We can now reparameterise in terms of \(\mu\) \[\begin{eqnarray} {\mathrm{Var}}[Y |\theta, \phi] & = & \phi \, b''(\theta) \nonumber \\ & = & \phi \, b''((b')^{-1}(\mu)) \nonumber \\ & = & \phi \, \mathcal{V}(\mu) \tag{6.15} \end{eqnarray}\]

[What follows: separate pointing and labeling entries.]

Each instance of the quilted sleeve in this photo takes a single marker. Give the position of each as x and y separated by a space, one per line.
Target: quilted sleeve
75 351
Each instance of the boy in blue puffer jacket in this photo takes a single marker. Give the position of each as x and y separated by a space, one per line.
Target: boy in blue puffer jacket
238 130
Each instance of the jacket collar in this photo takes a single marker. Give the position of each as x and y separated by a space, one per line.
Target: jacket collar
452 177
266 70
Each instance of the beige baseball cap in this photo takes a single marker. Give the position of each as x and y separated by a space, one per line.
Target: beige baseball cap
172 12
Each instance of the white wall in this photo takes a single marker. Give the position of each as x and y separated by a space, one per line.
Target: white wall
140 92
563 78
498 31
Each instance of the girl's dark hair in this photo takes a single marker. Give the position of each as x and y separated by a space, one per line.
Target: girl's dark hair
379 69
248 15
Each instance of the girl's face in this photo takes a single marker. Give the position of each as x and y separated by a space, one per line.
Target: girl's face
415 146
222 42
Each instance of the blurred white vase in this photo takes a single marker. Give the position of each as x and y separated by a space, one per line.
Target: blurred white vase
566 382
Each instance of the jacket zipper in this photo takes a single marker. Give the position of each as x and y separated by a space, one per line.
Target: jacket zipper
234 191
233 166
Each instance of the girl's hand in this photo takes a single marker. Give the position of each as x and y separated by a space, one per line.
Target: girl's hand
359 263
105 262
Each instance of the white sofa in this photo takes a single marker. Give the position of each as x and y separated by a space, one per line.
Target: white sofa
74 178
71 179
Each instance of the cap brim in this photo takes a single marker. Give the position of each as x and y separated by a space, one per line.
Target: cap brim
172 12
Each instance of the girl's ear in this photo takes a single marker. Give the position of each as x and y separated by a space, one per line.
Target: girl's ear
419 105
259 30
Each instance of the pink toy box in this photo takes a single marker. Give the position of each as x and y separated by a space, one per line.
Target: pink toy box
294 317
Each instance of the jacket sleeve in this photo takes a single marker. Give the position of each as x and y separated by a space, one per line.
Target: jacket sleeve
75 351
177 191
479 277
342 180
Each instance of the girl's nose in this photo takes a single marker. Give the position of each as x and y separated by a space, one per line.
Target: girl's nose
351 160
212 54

The function \(\mathcal{V}(\cdot) = b''((b')^{-1}(\cdot))\) is called the variance function. Equations (6.12) and (6.15) make it clear why \(\phi\) is called the “dispersion”. It’s value does not affect \(\mu = {\mathrm E}[Y |\theta, \phi]\), but it scales \({\mathrm{Var}}[Y |\theta, \phi]\).
6.2.3 Examples
We now look at the results of the preceding section as applied to our three examples.
6.2.3.1 Poisson
We have
- \(\theta = \log\lambda\),
- \(\phi = 1\),
- \(b(\theta) = e^{\theta}\).
Thus, \[\begin{alignat}{3} \mu & = b'(\theta) & = e^{\theta} \\ \mathcal{V}(\mu) & = b''(\theta) & = e^{\theta} \end{alignat}\]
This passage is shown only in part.